Его собственный вообще не оставит следа, но успешным будет именно его собственный. Потери в покинутом жителями городе, отсутствие Энея, безумное жертвоприношение, при котором грядущее поражение охотников явственно слышалось в стонах жертвенных животных, когда они сгорали заживо. Отныне в легендах, которые сложат про эту охоту, обо всем этом не будет ни слова. И эта лишенная троп территория — его собственность, она принадлежит ночному охотнику — ему.
Он спрыгнул в русло ручья, припал к земле и стал ждать, отсчитывая секунду за секундой. Никто не крикнул ему вслед. Он пополз вверх по течению.
Дневной охотник — человек солнечный. Двойник ночного охотника живет вплоть до захода солнца. Он пышет жаром. Дневной охотник становится единым целым со своей добычей, будучи связан с ней согласным ритмом шагов вдоль следа — или ритмом бегущей в жилах крови. В конце концов они всегда сходятся в одной точке. Но ночной охотник всегда завернут в сеть, он щетинится прутьями, покрытыми птичьим клеем, он бугрится маленькими птичьими клетками. Лик луны он знает лучше, чем лицо собственной матери, и лесные тропинки помнит куда подробнее, чем линии на собственной ладони. Свет, при котором он охотится, — холодный свет.
Корявые ветки плотной дубовой поросли сомкнулись над головой Меланиона. Еще немного выше по ручью, и его уже невозможно будет отличить от древесной тени. Он еще раз остановился и прислушался, нет ли за ним погони. Где-то внизу, под склоном горы, тявкали собаки. Вода журчала вокруг его коленей и запястий. Русло было вылеплено из клейкой коричневато-желтой глины, в которую ладони уходили, словно в ил. Камни, нанесенные течением на дно ручья, царапали ему колени. Дубовая поросль над головой стала гуще и поигрывала теперь разве что случайными отблесками света. Сумеречный мир. Он уперся ступнями в берега и двинулся дальше, отдав про себя должное сыновьям Фестия — они не оставили почти никаких следов, тогда как его собственные судорожные усилия оставались в глине цепочкой глубоко вдавленных отпечатков рук и ног.

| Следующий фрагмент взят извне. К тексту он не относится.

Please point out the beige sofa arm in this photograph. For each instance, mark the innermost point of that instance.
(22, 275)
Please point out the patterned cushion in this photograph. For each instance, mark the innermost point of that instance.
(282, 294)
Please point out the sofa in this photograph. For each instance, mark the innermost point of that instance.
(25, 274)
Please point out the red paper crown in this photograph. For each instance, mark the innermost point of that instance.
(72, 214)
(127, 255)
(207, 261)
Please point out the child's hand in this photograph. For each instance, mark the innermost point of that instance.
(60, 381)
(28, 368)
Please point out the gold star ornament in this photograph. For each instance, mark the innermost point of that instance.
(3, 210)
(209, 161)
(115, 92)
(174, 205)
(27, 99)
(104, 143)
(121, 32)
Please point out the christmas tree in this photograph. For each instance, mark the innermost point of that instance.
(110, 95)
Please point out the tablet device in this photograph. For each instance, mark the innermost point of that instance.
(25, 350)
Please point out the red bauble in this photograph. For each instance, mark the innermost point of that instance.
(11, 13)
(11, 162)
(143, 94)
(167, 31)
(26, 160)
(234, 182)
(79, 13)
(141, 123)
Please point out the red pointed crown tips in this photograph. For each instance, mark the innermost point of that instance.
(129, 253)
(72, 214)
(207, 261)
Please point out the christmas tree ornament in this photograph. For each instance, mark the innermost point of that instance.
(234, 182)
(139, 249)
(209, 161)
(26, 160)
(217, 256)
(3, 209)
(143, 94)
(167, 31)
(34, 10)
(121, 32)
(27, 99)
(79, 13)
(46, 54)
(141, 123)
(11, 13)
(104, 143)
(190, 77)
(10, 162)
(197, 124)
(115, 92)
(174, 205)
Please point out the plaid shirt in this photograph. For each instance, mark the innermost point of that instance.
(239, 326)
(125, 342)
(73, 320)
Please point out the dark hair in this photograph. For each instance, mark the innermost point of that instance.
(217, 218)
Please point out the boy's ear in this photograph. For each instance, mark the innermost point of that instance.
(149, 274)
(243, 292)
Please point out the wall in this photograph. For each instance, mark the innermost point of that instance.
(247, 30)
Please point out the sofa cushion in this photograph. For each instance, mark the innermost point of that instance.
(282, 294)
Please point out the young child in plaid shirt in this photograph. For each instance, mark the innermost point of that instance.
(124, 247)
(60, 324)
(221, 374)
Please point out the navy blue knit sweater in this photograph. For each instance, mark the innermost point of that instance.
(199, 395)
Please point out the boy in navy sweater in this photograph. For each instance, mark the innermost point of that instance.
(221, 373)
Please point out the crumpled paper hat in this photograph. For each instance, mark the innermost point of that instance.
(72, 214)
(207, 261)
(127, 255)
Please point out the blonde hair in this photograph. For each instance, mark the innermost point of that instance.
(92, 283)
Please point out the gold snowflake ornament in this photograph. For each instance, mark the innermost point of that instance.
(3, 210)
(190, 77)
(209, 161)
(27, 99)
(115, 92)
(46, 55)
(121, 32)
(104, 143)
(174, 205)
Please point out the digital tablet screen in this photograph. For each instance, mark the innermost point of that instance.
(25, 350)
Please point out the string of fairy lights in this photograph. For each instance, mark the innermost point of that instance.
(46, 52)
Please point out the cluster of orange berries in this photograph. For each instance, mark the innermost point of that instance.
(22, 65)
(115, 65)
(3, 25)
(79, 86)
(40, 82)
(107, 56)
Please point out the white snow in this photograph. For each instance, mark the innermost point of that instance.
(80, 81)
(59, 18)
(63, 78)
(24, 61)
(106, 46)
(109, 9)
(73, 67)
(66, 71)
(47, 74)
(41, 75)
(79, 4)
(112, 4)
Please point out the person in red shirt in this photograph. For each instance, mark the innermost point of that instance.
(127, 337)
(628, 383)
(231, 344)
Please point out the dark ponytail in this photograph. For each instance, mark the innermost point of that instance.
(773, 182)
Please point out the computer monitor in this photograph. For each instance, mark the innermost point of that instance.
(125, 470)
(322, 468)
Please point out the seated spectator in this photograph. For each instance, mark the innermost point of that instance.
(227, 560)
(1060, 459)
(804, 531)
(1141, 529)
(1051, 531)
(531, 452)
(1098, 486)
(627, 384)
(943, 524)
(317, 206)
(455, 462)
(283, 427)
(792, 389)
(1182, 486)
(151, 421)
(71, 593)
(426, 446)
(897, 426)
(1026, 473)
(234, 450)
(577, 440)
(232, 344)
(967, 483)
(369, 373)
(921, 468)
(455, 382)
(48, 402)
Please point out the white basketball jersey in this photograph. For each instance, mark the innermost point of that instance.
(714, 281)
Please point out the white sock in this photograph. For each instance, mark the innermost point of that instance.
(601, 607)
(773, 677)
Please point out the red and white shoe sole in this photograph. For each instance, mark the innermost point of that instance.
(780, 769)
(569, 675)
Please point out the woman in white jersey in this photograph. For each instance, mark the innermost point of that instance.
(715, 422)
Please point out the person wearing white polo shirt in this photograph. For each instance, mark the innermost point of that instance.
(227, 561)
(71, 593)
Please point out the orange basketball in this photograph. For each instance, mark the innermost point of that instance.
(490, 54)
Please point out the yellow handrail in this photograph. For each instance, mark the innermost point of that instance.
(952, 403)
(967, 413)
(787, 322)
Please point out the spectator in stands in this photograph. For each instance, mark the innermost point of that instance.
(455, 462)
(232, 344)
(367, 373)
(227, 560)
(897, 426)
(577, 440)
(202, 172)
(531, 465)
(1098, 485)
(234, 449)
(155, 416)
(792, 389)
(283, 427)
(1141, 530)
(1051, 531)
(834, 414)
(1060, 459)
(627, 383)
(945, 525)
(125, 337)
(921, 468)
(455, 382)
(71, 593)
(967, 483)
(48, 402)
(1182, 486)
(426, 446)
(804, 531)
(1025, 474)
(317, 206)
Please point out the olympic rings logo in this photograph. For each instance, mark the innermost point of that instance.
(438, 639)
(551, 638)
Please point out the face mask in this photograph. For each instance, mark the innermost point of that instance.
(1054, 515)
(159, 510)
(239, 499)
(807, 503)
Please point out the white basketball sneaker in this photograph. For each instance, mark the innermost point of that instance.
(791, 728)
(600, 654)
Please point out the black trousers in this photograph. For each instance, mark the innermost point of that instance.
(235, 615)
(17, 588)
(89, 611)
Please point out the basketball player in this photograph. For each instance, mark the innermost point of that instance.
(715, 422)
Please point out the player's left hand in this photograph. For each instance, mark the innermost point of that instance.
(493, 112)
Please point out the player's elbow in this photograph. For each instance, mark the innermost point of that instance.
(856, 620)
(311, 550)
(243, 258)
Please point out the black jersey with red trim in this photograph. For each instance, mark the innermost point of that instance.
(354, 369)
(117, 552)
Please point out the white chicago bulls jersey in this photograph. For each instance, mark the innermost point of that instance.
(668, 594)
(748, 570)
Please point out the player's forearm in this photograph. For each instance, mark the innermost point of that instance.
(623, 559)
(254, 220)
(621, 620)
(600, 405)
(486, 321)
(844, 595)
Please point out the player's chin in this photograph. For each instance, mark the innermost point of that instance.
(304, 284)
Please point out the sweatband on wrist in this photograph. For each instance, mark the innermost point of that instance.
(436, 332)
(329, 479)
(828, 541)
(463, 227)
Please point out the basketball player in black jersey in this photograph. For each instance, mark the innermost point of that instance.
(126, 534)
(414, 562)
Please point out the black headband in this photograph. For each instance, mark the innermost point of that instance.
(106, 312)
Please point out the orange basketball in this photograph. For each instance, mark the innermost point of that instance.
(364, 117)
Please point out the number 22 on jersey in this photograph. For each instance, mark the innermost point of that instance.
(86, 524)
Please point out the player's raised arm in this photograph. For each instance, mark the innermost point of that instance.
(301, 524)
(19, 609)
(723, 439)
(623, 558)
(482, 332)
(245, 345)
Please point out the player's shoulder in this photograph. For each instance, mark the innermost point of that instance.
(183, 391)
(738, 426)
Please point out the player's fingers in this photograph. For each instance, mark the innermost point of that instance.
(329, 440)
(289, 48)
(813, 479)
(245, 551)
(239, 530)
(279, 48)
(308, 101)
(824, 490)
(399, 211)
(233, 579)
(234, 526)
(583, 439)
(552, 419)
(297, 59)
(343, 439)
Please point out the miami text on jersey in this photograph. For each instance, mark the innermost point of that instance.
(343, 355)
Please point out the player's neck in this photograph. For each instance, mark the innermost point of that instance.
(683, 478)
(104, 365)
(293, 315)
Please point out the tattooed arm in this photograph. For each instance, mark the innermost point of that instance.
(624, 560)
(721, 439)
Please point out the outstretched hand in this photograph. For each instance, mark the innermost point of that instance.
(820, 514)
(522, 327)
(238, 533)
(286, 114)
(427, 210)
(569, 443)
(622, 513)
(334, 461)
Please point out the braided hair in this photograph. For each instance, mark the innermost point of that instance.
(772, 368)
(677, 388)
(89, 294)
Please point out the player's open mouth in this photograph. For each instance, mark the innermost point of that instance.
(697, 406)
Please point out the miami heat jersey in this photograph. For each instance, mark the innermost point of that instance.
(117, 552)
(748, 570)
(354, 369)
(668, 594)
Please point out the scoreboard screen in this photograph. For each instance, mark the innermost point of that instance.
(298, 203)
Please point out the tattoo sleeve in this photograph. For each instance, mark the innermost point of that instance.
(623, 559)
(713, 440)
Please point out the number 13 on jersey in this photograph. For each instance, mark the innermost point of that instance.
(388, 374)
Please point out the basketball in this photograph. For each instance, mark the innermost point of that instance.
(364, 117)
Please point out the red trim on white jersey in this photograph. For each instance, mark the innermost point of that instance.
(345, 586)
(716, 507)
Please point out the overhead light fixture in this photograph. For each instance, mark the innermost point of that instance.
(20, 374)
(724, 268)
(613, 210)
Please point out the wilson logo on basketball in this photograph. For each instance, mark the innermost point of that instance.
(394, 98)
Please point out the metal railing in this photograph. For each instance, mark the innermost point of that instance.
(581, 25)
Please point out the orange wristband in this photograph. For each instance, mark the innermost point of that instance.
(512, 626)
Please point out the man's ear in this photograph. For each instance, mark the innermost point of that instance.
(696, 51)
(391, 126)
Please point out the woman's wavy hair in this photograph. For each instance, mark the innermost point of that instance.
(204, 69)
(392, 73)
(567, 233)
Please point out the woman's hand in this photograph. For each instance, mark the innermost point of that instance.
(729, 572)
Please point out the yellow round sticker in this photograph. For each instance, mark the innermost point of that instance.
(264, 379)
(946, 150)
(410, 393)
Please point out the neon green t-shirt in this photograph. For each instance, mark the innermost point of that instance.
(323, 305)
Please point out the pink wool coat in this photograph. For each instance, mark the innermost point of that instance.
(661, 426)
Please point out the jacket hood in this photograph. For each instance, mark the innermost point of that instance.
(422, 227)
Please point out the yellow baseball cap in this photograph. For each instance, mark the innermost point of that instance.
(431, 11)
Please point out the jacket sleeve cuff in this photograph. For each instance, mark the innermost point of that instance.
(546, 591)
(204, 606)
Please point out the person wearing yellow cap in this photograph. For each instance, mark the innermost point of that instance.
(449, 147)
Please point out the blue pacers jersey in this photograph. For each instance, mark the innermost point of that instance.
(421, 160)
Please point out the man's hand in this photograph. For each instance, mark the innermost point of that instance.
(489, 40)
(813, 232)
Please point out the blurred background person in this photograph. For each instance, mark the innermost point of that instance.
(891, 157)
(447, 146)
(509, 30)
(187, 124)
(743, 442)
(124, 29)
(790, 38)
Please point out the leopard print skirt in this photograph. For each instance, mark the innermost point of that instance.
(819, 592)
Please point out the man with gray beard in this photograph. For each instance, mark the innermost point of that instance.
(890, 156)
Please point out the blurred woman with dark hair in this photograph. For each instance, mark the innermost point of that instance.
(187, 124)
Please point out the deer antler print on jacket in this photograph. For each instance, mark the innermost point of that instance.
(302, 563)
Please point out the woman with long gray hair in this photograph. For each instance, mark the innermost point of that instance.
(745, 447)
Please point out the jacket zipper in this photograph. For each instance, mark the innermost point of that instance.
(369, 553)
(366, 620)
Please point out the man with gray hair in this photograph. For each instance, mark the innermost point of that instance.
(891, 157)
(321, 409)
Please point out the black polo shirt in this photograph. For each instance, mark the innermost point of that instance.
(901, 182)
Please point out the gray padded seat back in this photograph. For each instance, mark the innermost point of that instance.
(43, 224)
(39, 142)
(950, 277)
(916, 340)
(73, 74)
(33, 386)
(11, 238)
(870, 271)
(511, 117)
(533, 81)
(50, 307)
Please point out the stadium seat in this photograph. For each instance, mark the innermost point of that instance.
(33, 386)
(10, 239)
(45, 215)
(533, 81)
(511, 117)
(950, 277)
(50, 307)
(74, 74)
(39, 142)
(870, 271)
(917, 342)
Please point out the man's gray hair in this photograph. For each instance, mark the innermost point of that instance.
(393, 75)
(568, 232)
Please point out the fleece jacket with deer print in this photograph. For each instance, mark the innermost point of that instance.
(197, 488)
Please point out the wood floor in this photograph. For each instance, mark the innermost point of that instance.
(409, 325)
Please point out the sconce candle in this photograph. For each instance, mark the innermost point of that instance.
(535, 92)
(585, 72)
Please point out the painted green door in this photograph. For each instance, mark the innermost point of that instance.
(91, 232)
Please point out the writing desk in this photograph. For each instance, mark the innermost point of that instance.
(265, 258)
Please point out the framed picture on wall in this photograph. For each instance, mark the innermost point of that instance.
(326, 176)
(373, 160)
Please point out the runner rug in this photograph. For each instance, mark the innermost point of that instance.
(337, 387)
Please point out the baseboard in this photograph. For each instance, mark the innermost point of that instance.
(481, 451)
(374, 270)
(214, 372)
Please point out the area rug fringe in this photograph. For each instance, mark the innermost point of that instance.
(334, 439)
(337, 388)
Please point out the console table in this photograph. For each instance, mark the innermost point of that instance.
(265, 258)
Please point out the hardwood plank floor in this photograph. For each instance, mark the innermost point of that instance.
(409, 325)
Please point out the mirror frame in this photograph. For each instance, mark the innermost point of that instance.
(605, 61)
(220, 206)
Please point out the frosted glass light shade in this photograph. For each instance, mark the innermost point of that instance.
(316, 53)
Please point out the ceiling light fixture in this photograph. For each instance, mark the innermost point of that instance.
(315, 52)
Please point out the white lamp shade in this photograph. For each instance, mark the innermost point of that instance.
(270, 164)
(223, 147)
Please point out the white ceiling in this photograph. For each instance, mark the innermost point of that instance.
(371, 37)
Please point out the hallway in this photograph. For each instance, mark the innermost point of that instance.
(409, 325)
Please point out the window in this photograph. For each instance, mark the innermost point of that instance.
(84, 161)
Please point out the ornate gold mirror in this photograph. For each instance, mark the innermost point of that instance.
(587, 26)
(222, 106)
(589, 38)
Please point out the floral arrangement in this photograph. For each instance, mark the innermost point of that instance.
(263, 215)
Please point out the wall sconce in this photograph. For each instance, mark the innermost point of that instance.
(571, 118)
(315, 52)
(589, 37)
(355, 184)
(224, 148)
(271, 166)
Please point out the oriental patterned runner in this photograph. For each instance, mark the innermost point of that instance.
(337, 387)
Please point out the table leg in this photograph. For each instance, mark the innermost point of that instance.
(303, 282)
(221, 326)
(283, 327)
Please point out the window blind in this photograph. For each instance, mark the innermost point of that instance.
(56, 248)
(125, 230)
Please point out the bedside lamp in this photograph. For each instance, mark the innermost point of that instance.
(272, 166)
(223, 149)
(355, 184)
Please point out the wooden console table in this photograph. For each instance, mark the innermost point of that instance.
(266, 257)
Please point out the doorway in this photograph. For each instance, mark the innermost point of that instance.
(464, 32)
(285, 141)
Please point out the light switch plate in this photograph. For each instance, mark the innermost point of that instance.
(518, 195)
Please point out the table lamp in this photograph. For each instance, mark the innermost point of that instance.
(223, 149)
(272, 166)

Древко его копья застряло в путанице мелких ветвей над головой. Он вытянул его на себя. Колени саднило; он чувствовал, как вода бередит ранки. Русло было слишком узким, чтобы развернуться и осмотреть их. Глина уже успела вымазать его с головы до ног, засохнуть и начать отваливаться пластами; впрочем, свежий слой ложился заново всякий раз, как он оскальзывался, ибо ползти ему приходилось практически на брюхе, чтобы не соскальзывать вниз по течению. Колючий полог у него над головой то и дело прорастал вниз и царапал ему спину. Время от времени ручей принимал в себя тонкие струйки притоков. Возле каждого такого устьица русло сужалось и мешало ему двигаться вперед. Складывалось впечатление, что ползти вверх нужно будет до самого неба. Меру продвижения вперед можно было оценить только по количеству рывков и толчков, которые становились все более судорожными по мере того, как у него уставали руки и ноги. Он остановился было передохнуть, но усилий на то, чтобы удерживаться на месте, уходило ровно столько же, как на продвижение вперед. Преломленные солнечные лучи пробивались сквозь густой древесный полог: горячие дротики, бьющие в спину. Мысленным взором он то и дело проходился вдоль собственного тела, в котором привык жить и которое спеклось теперь под солнышком в какую-то ломкую шкурку. Он наблюдал со стороны за человеком, ползущим вверх по склону Аракинфа, — из будущего, в котором он, как кости в погремушке, лежал в узкой могиле из пропеченной на солнце глины, с обезьяньей ловкостью подстроившейся под контуры его тела. И на память о нем останутся клочья пустого доспеха. Корявые ветви прорастут сквозь эту раковину и будут оплетать руки и ноги до тех пор, покуда сами не высохнут на раскаленных летних ветрах, не сгорят и не оставят обугленный черепаший панцирь — добычу для любопытных глаз и назойливых пальцев. Чьих? И чьи губы сложатся, чтобы произнести вслух имя, написанное на пергаментной коже, в память о живом существе, которым он был когда-то: Меланион?